Now it should be easy to answer the other questions.

## Is there any month with signifigantly more births than the other months?

In [13]:
month_births = calc_counts(cdc_list,1,4)
month_births

{1: 3232517,
 2: 3018140,
 3: 3322069,
 4: 3185314,
 5: 3350907,
 6: 3296530,
 7: 3498783,
 8: 3525858,
 9: 3439698,
 10: 3378814,
 11: 3171647,
 12: 3301860}

It looks like in August number of births is the highest.
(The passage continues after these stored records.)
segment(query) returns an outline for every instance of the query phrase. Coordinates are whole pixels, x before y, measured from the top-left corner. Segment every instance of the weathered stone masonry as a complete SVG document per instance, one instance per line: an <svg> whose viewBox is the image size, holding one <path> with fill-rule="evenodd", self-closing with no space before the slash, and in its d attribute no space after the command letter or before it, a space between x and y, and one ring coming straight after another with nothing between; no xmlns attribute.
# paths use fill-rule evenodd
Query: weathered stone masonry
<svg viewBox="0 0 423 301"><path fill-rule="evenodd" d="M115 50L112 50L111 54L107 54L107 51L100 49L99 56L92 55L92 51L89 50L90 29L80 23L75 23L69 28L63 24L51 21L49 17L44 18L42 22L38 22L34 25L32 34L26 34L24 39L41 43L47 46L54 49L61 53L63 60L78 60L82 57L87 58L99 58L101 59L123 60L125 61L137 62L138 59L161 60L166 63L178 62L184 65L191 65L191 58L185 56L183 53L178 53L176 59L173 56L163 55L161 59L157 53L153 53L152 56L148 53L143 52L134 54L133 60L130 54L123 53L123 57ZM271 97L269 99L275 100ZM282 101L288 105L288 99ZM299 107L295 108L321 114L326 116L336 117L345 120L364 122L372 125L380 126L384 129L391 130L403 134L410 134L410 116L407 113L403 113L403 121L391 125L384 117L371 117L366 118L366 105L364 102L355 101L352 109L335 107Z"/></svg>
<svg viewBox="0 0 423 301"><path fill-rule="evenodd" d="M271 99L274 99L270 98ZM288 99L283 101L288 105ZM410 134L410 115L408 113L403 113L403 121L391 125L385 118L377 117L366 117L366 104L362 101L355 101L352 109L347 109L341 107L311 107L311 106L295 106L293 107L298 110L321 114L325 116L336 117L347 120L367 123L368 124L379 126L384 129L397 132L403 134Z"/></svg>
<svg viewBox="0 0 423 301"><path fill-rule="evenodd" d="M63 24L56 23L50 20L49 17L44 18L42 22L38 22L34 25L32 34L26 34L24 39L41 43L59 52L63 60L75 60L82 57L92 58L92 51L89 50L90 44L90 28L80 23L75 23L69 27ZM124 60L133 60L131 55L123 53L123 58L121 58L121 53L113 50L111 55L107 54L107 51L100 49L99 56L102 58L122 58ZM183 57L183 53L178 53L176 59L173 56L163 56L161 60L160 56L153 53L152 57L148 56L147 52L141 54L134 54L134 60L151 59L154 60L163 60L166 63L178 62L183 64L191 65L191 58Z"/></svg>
## Which day of week and which month had the highest number of births?

In [14]:
day_month_births = calc_counts(cdc_list,2,4)
day_month_births

{1: 1276557,
 2: 1288739,
 3: 1304499,
 4: 1288154,
 5: 1299953,
 6: 1304474,
 7: 1310459,
 8: 1312297,
 9: 1303292,
 10: 1320764,
 11: 1314361,
 12: 1318437,
 13: 1277684,
 14: 1320153,
 15: 1319171,
 16: 1315192,
 17: 1324953,
 18: 1326855,
 19: 1318727,
 20: 1324821,
 21: 1322897,
 22: 1317381,
 23: 1293290,
 24: 1288083,
 25: 1272116,
 26: 1284796,
 27: 1294395,
 28: 1307685,
 29: 1223161,
 30: 1202095,
 31: 746696}

In [15]:
day_week_births = calc_counts(cdc_list,3,4)
day_week_births

{6: 4562111,
 7: 4079723,
 1: 5789166,
 2: 6446196,
 3: 6322855,
 4: 6288429,
 5: 6233657}

18th day of month has the highest number of births as well as Monday within the week days.